Congrès FCPE : la violence à l’école au cœur de la table ronde
La première invitée, la secrétaire générale de l’UNL Héloïse Moreau, témoigne de son expérience de lycéenne et embraye directement sur les difficultés rencontrées par son mouvement avec les réformes Blanquer. Elle a ensuite poursuivi en mettant en avant le fait que l’une des premières manifestations de ces violences à l’école est le harcèlement. Pour son syndicat, il est avant tout essentiel de faire de la sensibilisation des élèves pour qu’ils ne deviennent pas agresseurs, et sensibiliser les témoins pour qu’ils soutiennent davantage les agressés. « Il faut davantage de moyens, notamment pour former tous les personnels, explique Héloïse. Mais il existe beaucoup d’autres violences : N’est-ce pas une violence d’être 35 par classe ? N’est-ce pas une violence de subir son orientation ? Nous proposons des investissements massifs dans la formation des assistants d'éducation, nous demandons aussi que les programmes parlent davantage des questions de la parité, de sexualité, des différences genrées… »

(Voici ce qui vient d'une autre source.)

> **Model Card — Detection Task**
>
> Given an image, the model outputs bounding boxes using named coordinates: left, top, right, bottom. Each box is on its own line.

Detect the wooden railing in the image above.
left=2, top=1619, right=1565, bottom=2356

C’est ensuite la sociologue et philosophe Irène Pereira qui a pris la parole, rappelant que de nombreuses violences ont une origine discriminatoire. Elle explique également que certaines discriminations ne sont pas prises en compte par la loi, comme celles qui sont institutionnelles, comme celle par exemple de solliciter certains élèves plus que d’autres alors que cela contribue à créer des différenciations dans les apprentissages. C’est la répétition de ces micro-violences qui est problématique. « Il est nécessaire de prendre conscience de ces discriminations qui traversent l’école, affirme Irène Pereira. Il faut une formation sociologique pour affronter ces problématiques, en particulier des enseignants. La place des parents pose la question des alliés dans l’institution scolaire, des alliances importantes pour lutter contre les ségrégations. »

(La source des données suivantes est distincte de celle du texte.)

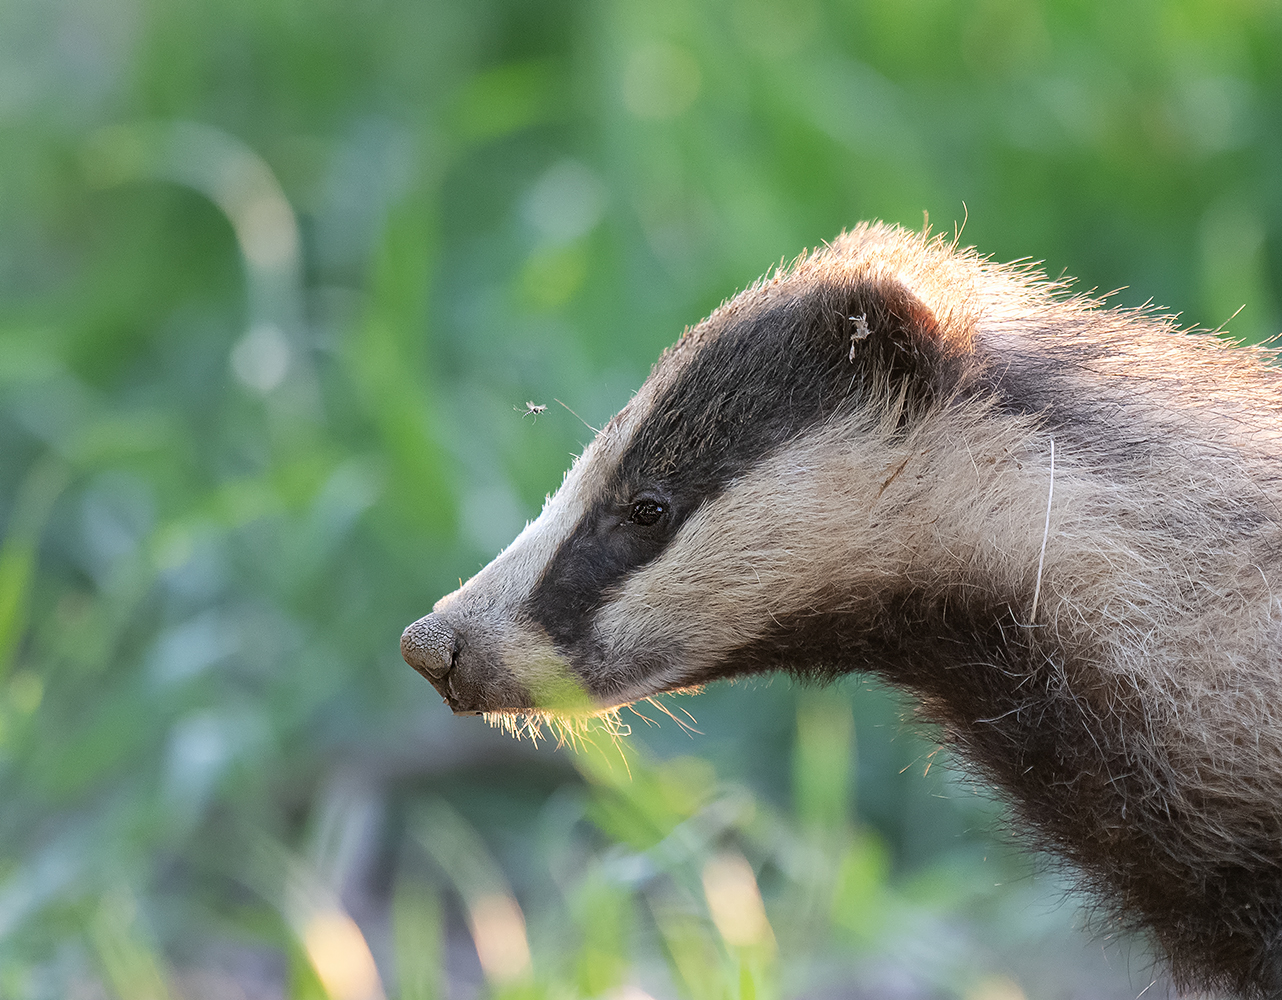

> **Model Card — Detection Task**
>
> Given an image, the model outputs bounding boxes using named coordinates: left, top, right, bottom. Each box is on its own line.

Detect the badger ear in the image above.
left=809, top=276, right=957, bottom=409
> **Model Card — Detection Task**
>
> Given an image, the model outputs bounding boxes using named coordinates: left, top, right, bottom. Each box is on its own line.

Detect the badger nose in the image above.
left=401, top=613, right=456, bottom=682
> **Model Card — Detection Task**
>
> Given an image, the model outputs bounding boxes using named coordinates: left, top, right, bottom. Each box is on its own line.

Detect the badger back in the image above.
left=402, top=223, right=1282, bottom=998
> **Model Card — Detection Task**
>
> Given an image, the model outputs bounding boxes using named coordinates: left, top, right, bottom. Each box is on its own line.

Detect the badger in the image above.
left=401, top=222, right=1282, bottom=998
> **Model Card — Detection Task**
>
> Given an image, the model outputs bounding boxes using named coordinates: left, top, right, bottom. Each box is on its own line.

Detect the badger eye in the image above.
left=628, top=498, right=666, bottom=527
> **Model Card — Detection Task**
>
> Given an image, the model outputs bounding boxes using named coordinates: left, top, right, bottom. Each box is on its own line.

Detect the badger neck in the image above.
left=722, top=401, right=1282, bottom=994
left=864, top=582, right=1282, bottom=998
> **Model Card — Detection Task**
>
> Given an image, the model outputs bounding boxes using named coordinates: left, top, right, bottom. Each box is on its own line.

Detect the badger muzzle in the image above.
left=401, top=595, right=591, bottom=717
left=401, top=612, right=472, bottom=711
left=400, top=611, right=541, bottom=716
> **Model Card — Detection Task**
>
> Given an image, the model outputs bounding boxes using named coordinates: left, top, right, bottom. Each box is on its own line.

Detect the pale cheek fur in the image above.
left=593, top=406, right=1063, bottom=687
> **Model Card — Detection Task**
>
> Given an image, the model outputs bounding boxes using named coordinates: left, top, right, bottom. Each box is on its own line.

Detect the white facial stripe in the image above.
left=428, top=429, right=624, bottom=692
left=431, top=353, right=692, bottom=661
left=435, top=434, right=606, bottom=619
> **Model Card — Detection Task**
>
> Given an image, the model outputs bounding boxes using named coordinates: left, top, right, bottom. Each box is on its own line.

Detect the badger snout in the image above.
left=400, top=613, right=495, bottom=716
left=401, top=608, right=545, bottom=715
left=401, top=613, right=459, bottom=697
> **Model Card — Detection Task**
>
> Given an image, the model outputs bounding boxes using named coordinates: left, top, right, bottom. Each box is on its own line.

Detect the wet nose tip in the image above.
left=401, top=613, right=456, bottom=681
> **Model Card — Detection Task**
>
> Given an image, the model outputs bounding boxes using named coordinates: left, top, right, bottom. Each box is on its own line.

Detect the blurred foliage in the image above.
left=2, top=0, right=1281, bottom=997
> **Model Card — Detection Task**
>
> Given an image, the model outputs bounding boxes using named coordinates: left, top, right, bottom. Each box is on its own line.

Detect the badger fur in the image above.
left=402, top=222, right=1282, bottom=998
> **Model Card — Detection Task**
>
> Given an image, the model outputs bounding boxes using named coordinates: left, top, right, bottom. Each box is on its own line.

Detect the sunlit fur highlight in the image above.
left=481, top=696, right=702, bottom=748
left=482, top=706, right=630, bottom=748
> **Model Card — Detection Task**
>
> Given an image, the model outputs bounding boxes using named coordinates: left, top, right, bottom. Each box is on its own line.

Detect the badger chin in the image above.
left=479, top=680, right=708, bottom=746
left=479, top=705, right=635, bottom=747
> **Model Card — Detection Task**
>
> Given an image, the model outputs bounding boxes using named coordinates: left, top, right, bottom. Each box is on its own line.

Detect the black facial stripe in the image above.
left=525, top=277, right=964, bottom=653
left=615, top=281, right=942, bottom=504
left=523, top=501, right=678, bottom=649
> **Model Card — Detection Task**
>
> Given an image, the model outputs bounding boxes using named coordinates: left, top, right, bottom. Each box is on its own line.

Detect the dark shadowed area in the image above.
left=1, top=1, right=1280, bottom=998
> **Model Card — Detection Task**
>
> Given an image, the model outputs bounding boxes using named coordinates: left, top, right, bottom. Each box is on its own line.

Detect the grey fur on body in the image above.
left=402, top=223, right=1282, bottom=998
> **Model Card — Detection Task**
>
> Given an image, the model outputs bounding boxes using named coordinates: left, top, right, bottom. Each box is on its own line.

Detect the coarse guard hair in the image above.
left=403, top=222, right=1282, bottom=998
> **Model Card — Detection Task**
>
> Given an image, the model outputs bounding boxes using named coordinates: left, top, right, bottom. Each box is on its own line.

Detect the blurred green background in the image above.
left=2, top=0, right=1280, bottom=998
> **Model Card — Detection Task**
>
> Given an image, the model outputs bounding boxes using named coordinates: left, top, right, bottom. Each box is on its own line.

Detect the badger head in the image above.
left=401, top=228, right=988, bottom=721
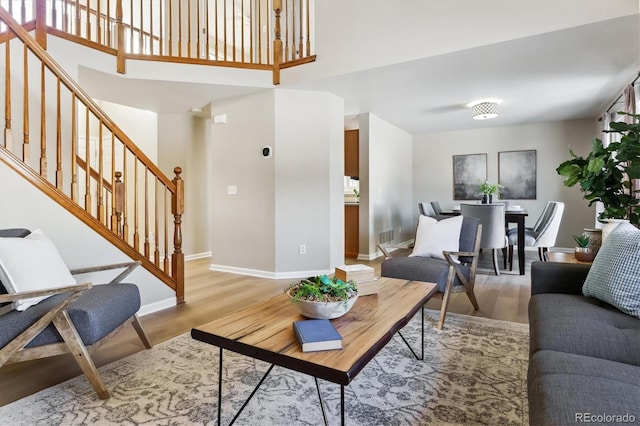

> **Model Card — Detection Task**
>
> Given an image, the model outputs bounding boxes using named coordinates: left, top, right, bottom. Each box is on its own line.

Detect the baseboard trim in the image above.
left=138, top=297, right=175, bottom=317
left=209, top=263, right=332, bottom=280
left=185, top=251, right=212, bottom=261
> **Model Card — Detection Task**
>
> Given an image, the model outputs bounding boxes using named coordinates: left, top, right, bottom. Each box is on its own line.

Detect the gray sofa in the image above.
left=528, top=261, right=640, bottom=425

La prévention de la violence scolaire se joue déjà dans l’acte pédagogique au quotidien
Jean-Marc Huart, directeur de l'enseignement scolaire, a ensuite rendu hommage à la FCPE. « Nous nous voyons avec la FCPE, nous avons un dialogue franc et direct, parfois musclé, dit-il. Pour revenir à la thématique, je répondrai que l’école doit contribuer à lutter contre les violences. C’est un sujet qui permet de trouver une forme de consensus sur les objectifs. La lutte contre la violence passe par le travail sur le climat scolaire. Nous avons modifié les grilles horaires pour passer à 18 heures annuelles plutôt que ½ heure par semaine. Nous avons aussi réintroduit la question des LGBTphobies dans le programme. De l’école primaire jusqu’au lycée, l’enseignement moral et civique doit être au cœur de la lutte contre le harcèlement. D’ailleurs, ce sont 10 mesures nouvelles qui ont été annoncées par M. le ministre et Brigitte Macron, comme la formation des professeurs et des ambassadeurs, l’introduction dans l’évaluation des établissements scolaires du climat scolaire. Dans cette lutte contre les violences et les discriminations, le dialogue doit être essentiel entre les parents et les institutions, au niveau des établissements comme des académies. »

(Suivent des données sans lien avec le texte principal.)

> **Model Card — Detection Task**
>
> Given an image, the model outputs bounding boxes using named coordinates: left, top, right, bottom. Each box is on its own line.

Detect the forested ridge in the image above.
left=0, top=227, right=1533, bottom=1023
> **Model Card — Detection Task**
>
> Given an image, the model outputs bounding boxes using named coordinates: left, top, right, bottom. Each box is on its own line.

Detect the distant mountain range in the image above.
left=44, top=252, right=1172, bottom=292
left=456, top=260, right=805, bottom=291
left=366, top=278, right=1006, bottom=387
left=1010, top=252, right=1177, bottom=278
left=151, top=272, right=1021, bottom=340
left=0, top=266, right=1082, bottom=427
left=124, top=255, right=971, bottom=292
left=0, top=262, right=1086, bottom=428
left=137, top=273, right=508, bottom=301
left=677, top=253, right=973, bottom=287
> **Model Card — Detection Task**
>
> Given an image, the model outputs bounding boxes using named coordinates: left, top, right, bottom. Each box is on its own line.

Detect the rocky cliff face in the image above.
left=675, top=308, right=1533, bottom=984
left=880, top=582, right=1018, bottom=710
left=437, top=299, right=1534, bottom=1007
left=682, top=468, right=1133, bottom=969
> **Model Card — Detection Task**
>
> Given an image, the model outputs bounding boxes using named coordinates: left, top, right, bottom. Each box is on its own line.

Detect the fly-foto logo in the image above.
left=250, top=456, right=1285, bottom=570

Enfin, pour conclure, le célèbre pédagogue Philippe Meirieu s’est exprimé sur la question. Il a commencé par poser la question de savoir si tous étaient égaux devant la prise de parole. « Je voudrais faire deux séries de remarques. Rappeler que la prévention de la violence scolaire se joue déjà dans l’acte pédagogique au quotidien, puis rappeler que les valeurs que transmet l’école, ce sont celles du quotidien. L’école a pour mission de substituer aux rapports de force des relations fondées sur l’exigence de respect d’autrui. C’est parce qu’on libère les élèves de leur réactions primaires qu’on leur permet de passer à autre chose, ce n’est pas spontané. Libérer chacun de ses habitudes primaires, c’est aussi le libérer de cette accélération du temps, de cette pression de ces process technologiques. Et pour finir, je tiens à dire que je suis choqué de la violence de l’institution à l’égard des lycées professionnels, qui n’ont par exemple toujours pas de cours de philosophie. Ils ont une diminution des enseignements généraux, alors que ces enseignements leur permettent de devenir des citoyens dans une démocratie solidaire. » Il conclut cette table ronde sur la nécessité de recréer des établissements à taille humaine, de créer une école commune car « sans école commune, nous assisterons à une explosion des singularités, et finirons par détruire la maison commune. »
Les invités se sont ensuite prêté au jeu des questions-réponses avec la salle.